Saturday, January 21, 2012

We all were appalled

Right off, last night CNN's Republican debate moderator John King asked Newt Gingrich about his ex-wife's new claim that he asked for an open marriage. Newt answered,
I think the destructive, vicious, negative nature of much of the news media makes it harder to govern this country, harder to attract decent people to run for public office. And I am appalled that you would begin a presidential debate on a topic like that. Every person in here knows personal pain. Every person in here has had someone close to them go through personal things. To take an ex-wife, and make it two days before the Primary, a significant question in a Presidential campaign, is as close to despicable as anything I can imagine.
Despite his admitting to having a weak imagination, this morning's coverage calls Newt's reply brilliantly calculated. What made it a hit was not so much Newt's words but rather (1) the timing of the exchange, (2) Newt's delivery, (3) King's freezing up, and (4) the audience's enthusiasm.
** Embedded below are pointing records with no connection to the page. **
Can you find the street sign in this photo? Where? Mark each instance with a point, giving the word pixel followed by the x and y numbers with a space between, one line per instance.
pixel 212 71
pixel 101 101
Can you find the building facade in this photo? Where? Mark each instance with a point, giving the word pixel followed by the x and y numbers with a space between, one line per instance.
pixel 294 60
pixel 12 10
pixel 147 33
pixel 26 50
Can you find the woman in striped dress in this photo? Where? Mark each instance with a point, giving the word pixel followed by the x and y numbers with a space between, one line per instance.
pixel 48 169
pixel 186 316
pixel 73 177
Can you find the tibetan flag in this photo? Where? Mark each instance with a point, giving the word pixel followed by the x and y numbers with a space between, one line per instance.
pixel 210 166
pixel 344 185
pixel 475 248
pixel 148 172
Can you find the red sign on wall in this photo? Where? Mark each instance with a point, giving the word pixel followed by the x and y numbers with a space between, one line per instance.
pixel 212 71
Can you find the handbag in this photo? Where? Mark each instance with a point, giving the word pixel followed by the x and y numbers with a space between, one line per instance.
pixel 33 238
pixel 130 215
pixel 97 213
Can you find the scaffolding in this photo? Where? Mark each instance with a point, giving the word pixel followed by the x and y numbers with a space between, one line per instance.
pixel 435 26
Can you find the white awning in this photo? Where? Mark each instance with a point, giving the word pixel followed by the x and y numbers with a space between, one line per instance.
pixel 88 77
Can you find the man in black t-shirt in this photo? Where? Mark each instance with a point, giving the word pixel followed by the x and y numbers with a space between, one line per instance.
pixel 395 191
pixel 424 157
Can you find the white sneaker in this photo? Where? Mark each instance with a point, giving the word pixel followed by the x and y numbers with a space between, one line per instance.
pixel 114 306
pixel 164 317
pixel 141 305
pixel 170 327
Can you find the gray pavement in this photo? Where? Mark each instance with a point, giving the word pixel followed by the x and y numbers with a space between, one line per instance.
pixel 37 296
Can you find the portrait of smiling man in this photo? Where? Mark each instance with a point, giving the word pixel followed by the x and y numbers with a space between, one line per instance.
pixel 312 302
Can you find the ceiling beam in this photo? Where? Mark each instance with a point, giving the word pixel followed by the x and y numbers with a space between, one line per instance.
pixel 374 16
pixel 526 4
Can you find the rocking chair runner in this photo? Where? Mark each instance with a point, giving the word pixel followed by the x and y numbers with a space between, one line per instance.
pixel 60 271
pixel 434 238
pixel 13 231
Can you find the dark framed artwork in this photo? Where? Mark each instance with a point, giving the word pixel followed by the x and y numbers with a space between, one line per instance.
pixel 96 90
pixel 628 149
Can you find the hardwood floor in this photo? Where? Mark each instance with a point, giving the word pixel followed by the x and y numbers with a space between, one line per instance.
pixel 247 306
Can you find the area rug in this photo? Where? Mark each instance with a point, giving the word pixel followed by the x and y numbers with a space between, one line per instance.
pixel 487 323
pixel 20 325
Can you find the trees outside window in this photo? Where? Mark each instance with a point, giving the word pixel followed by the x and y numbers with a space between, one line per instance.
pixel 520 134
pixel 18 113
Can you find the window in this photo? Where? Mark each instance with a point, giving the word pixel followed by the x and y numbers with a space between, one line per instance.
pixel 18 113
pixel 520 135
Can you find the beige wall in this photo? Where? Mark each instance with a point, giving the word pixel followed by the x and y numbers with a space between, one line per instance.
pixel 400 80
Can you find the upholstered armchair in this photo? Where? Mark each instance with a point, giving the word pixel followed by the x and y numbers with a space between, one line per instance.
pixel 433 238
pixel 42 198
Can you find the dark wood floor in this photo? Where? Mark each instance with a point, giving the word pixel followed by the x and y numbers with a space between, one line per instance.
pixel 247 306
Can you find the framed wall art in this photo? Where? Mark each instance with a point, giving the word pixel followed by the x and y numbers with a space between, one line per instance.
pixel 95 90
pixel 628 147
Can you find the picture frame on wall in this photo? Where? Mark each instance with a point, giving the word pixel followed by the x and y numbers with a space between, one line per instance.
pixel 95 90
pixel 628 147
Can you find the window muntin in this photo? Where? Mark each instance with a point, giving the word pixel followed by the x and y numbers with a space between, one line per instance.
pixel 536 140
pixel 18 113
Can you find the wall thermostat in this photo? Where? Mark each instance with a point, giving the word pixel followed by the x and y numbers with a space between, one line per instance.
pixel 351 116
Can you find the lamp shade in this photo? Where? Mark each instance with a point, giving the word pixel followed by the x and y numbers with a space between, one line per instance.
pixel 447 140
No doubt King thought his opening rhetorical situation a golden opportunity; he hoped to start with fireworks, embarrassing Newt by capitalizing on the big ABC tabloid interview with the ex-wife. But doing so created an even bigger rhetorical situation for Newt, one he seized with his customary bluster by rejecting the question on moral grounds. That he got to do so right in the beginning, at the moment when anticipation and energy were peaking and ratings were highest, only magnified the exchange and created an immediate emotional outlet for the audience, who cheered Newt on as he chastised the media, the moderator.

Here we have a politician who publicly preaches values, from the party that owns family values, caught violating those values, claiming that he is morally above public inquiry into his values and his personal life.

The hypocrisy is plain as day, yet King fumbles on the opportunity, and Gingrich looks brilliant because he gets away with it.

Gingrich holds aloft his righteousness in his staccatoed indignation. He summons the dignity of the moment--a Presidential debate (a Primary debate)--a dignity due to such an event in abstraction, but not often felt in practice.

King could have countered along another route: Gingrich faults "the destructive, vicious, negative nature of much of the news media" while enjoying the destructive, vicious, negative nature of attacks hurled at candidate Romney by him and his Super PAC.

All this aside, what to make of Gingrich's appeal to "personal pain"? What pain? The pain of the divorce? And whose pain? His? The ex-wife's?

The answers don't matter. What matters is, What does the pain speak of? I'd venture that, for Gingrich, "pain" in this context is the pain we inflict and feel ourselves when confronted by personal failings. Gingrich has them in spades, but a candidate can't say so. Instead, "pain" is a code, a signifier of the unspeakable. Pain communicates to us without words and carries its own meaning. I'd venture further and say most his audience understands this, personal failings, even if they don't know it.

And if I'm right about what Gingrich is saying, I'd be tempted to see this as a product of his recent conversion to Catholicism, as his statement has in it an element of Confession.